Rapidly growing coronary artery aneurysm associated with pericarditis
A 61-year-old male with a history of diabetes, hypertension, and end-stage renal disease on hemodialysis had a fever accompanied with an elevated white blood cell count (11 300/μl), so he started antibiotics. Three days later, he complained of chest pain, and ECG revealed ST-elevation in II, III, and aVF (Fig. 1a). He was referred to the cardiology department of our hospital.
He underwent urgent coronary angiography (CAG). His middle right coronary artery had severe stenosis, and a bare metal stent was implanted. During the same CAG session, his left anterior descending showed two CAAs with a maximum diameter of 8 mm (Fig. 2a). After the procedure, his ECG started to show ST-elevation in almost all leads (Fig. 1b). Given the mild pericardial effusion on echocardiography (Fig. 1c and d), pericarditis was diagnosed.

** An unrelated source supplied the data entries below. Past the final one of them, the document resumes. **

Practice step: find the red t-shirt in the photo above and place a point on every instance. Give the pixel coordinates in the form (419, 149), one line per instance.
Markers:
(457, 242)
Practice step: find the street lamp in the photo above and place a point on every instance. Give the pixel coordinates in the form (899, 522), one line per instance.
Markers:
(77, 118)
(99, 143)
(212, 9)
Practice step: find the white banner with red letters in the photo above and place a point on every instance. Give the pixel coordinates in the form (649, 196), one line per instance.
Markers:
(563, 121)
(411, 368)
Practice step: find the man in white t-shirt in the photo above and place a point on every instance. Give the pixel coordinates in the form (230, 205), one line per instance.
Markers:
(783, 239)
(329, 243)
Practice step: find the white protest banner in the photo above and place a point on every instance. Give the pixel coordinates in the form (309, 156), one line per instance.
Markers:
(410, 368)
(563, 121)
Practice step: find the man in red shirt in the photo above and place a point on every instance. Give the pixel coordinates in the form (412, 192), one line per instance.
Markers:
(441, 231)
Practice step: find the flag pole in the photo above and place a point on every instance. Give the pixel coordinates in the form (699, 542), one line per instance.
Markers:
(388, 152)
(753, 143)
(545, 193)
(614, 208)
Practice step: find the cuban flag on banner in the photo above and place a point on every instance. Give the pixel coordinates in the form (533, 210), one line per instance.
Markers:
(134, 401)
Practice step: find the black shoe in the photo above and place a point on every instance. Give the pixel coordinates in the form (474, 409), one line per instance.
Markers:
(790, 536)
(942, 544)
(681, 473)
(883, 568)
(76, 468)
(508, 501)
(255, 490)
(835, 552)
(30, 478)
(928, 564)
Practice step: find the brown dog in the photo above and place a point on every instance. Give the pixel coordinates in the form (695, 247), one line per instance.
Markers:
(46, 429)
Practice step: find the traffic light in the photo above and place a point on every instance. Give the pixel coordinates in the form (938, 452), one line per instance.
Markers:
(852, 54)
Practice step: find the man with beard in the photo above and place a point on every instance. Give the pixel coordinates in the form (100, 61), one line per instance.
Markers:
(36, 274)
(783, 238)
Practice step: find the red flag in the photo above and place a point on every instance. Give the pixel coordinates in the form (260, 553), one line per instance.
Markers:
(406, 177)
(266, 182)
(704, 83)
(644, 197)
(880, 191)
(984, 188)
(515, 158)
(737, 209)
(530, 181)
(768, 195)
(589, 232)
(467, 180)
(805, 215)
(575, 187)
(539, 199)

After conservative therapy with antibiotics, the pericarditis resolved within 2 weeks. As follow-up, we performed CAG at day 19. The CAA had rapidly increased in size (Fig. 2b, maximum diameter from 8 to 20 mm). To avoid aneurysm rupture, the patient underwent coronary artery bypass and excision of the CAA. The pathology from a surgical sample showed severe acute and chronic inflammation with necrosis of the adventitia (Fig. 2c and d). The cause of pericarditis was unclear based on the findings of paired serum tests for viral infection. Blood and tissue cultures were both negative for bacteria.
CAA rapidly grew in size in association with pericarditis. A limited number of case reports concerning CAA with pericarditis are available 2,3. The interval between the initial symptom and CAA discovery varies from 1 day to 1 year. In most cases, Staphylococcus bacteria were found to be causative while systemic inflammatory disease has also been reported 4.